Demand for Home Loans Concentrated Under The slab Rs.10 lakh to Rs. 25 lakh..!


The Reserve Bank of India’s (RBI’s) monetary easing could prompt a rise in real estate demand, leading to prices firming up after having dropped around 4% in the recent past, said Mr. R.V. Verma, CMD,National Housing Bank (NHB), the regulator for housing finance companies (HFCs).

Builders with unsold stock may raise home prices, Mr. Verma said on recently.

“The Residex (index of property prices in various Indian cities) for January - March could reflect this trend. We are watching it closely,” Mr. Verma also said.

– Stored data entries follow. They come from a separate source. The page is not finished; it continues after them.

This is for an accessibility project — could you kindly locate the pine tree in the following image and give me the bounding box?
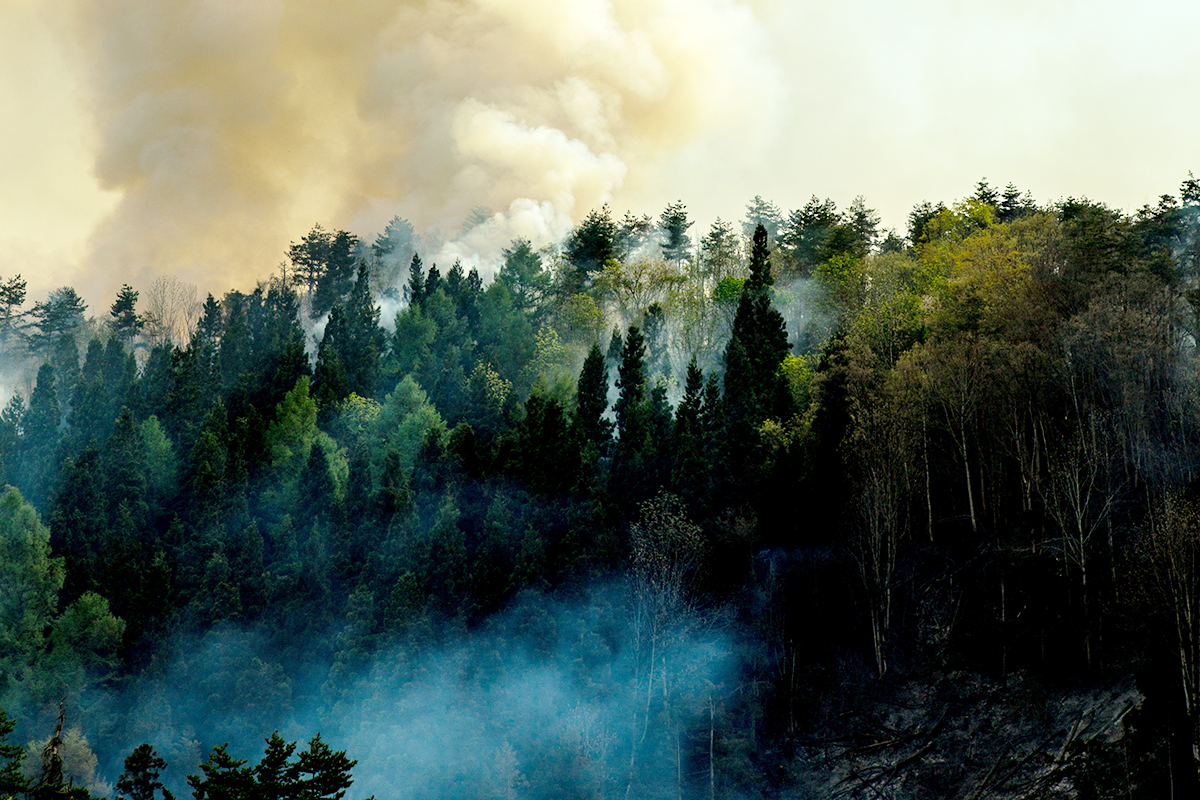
[18,363,62,509]
[116,744,174,800]
[615,326,647,442]
[659,200,693,263]
[0,274,26,359]
[28,287,87,357]
[312,310,351,409]
[671,358,710,513]
[188,744,255,800]
[0,708,27,799]
[572,342,612,459]
[376,449,411,525]
[404,253,425,308]
[109,284,144,347]
[565,205,618,288]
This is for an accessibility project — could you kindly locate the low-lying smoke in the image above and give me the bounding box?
[87,583,734,800]
[48,0,782,301]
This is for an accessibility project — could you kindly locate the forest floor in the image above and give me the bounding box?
[789,671,1140,799]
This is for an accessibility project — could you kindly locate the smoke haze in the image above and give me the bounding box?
[38,0,780,300]
[91,583,733,800]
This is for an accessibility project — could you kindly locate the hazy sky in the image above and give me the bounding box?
[2,0,1198,308]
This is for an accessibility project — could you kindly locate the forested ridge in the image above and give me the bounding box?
[3,178,1200,798]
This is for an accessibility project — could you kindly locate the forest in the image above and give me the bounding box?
[3,177,1200,799]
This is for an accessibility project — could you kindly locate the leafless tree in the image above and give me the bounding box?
[922,336,994,533]
[848,392,914,678]
[625,491,706,800]
[1141,494,1200,776]
[142,275,200,348]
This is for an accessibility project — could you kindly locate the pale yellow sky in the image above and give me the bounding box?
[1,0,1198,310]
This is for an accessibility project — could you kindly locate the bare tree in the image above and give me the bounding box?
[848,389,914,678]
[1046,412,1121,669]
[142,275,200,348]
[922,336,994,533]
[625,491,706,800]
[1141,494,1200,776]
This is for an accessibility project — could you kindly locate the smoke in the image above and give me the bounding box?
[47,0,782,300]
[88,583,734,800]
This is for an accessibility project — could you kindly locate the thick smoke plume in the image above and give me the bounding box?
[49,0,781,299]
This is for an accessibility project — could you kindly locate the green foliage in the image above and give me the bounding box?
[498,239,549,316]
[4,185,1200,799]
[28,288,87,356]
[116,743,173,800]
[0,486,63,644]
[0,707,27,798]
[564,205,618,288]
[266,378,319,481]
[373,376,447,475]
[659,200,693,263]
[109,285,144,345]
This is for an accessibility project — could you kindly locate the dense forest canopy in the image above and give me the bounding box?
[4,177,1200,798]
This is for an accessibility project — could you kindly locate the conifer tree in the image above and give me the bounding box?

RBI cut the key policy rate by 0..25% in its 29 January, 2013 review of monetary policy, and analysts expect it to follow an easy money policy to boost economic growth.

Following the RBI rate cut, several banks announced cuts in lending rates, fuelling expectation of a pick-up in retail housing demand.

NHB also reduced its prime lending rate (PLR), or the rate at which it it lends to other banks, by 0.25 % to 9.75 % .

The rise in demand will be mainly in tier II & tier III cities where prices are still affordable, said Mr. Verma.

There has been a position of oversupply, which has had a moderating effect on prices. Prices are down 3 to 4%, primarily in tier II & tier III cities, because this is where the demand for housing loans is concentrated under the slab of Rs.10 lakh to Rs. 25 lakh,” Verma said.

Banks have a about 67 % share of the housing finance market, estimated at Rs. 7 trillion as of 31 December. In the Trend &  Progress of Housing in India 2012 report released on recently, NHB said the housing finance industry could see about 20 % growth in 2012-13 from the previous year.